Daldorff is an atmospheric, oceanic and space sciences research fellow in the college of engineering at the University of Michigan and a consultant for NASA’s Goddard Space Flight Center, and Mohammadi is a consultant with Infotrek, a Swedish business intelligence and data warehousing company.
The new analytical techniques Daldorff and Mohammadi described are being used in a study of giant magnetic loops generated by our solar system’s sun. When physicists use large supercomputers to simulate the sun, their research produces massive amounts of data, but the phenomenon of interest is usually located at a specific point in time and space, essentially creating a proverbial needle-in-a-haystack situation for the researcher.
The large quantity of data has forced physicists to reduce data amounts, which they do by looking at small portions of the data at the time, making the process long and slow before true insight is found.
But what if you could scan the entire haystack at once to find the proverbial needle? That’s the question Daldorff and Mohammadi sought to answer when they looked to the commercial data warehouse industry for solutions to search, categorize and filter the large amount of solar research data from plasma simulations Daldorff had conducted for NASA.
There are still many open questions surrounding solar magnetic loops associated with solar spots, which contribute to a considerable increase in X-ray and ultraviolent radiation from the outer solar atmosphere and into the upper atmosphere of the Earth. The phenomena can be seen in this video clip released by NASA’s Heliophysics Science Division as part of the Solar Dynamics Observatory project.
The astrophysicist community speculates that a phenomenon called “magnetic reconnection” occurs when these powerful arches are created. It’s this moment in the data that researchers like Daldorff and Mohammadi want to identify both spatially and in time–or both where and when.
The duo use statistical methods that frequently are used in data warehouses and by analysts at companies to study human behavior–for example, customers–or scientific data, in this case coronal loops. These are analytical methods that combine computational power and statistics to turn information into insight. These standardized methods, widely used in the business world, suddenly find use for a completely different type of data.
As for analytical tools, they have been using SAS’ Visual Analytics platform–a Big Data reporting and explorative tool that works in-memory. Many of the statistical methods employed by SAS Visual Analytics also are standardized statistical methods used in numerous data warehouses.
These analytical tools and methods don’t care what your data are. The methods for identifying points of interest, performing analysis and visualizations and creating reports are the same, regardless if it’s used on business or scientific data, Daldorff and Mohammadi told session attendees.

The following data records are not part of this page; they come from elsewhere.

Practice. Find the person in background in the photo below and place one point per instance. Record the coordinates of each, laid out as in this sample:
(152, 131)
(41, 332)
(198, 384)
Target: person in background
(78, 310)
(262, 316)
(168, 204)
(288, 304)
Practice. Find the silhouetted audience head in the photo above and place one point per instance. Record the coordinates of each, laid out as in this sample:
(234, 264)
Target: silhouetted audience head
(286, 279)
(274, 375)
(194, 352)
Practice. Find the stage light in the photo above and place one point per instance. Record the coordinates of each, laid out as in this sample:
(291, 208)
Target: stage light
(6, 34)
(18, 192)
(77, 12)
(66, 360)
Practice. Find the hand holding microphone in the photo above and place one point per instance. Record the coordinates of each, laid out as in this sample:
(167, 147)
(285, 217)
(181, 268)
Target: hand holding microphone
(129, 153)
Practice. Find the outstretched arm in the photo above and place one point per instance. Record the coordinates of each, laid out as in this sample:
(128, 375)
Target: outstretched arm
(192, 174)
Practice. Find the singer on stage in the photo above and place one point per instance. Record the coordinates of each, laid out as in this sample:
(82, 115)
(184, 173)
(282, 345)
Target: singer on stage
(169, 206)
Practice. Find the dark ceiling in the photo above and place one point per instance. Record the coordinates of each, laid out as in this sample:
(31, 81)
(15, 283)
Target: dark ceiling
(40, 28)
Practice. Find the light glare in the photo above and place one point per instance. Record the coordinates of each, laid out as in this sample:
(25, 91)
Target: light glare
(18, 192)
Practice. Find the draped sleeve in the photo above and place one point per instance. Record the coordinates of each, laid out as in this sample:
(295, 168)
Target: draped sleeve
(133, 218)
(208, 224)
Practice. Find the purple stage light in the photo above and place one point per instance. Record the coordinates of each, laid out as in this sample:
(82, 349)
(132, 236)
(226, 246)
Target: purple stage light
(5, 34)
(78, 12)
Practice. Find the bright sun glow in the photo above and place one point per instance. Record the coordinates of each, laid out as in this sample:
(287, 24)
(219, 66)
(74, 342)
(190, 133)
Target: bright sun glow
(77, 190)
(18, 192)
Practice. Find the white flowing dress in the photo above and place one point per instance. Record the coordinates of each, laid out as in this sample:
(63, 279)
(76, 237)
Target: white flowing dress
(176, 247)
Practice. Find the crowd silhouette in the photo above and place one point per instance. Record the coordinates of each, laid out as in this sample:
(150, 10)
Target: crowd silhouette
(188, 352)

This automatic exploration of large data sets using statistics and modern analytical methods can greatly reduce the time it takes to extract insight from Big Data–not just for heliophysics research, but all data-intensive research subjects. It removes a major manual repetitive step and automates it, allowing the subject expert to focus on the research topic instead of processing data manually.
“Our hope is these results can help with solar magnetic loops research at NASA and at the same time our work will show the effectiveness of explorative analysis of data in other data-intensive fields. There are numerous possibilities for this new application that could potentially help various types of researchers–in academia, business and science–obtain quicker insights and results from their research’s Big Data,” said Daldorff.
JSM 2015 is being held August 8-13 at the Washington State Convention Center in Seattle. More than 6,000 statisticians–representing academia, business and industry, as well as national, state and local governments–from numerous countries are attending North America’s largest statistical science gathering.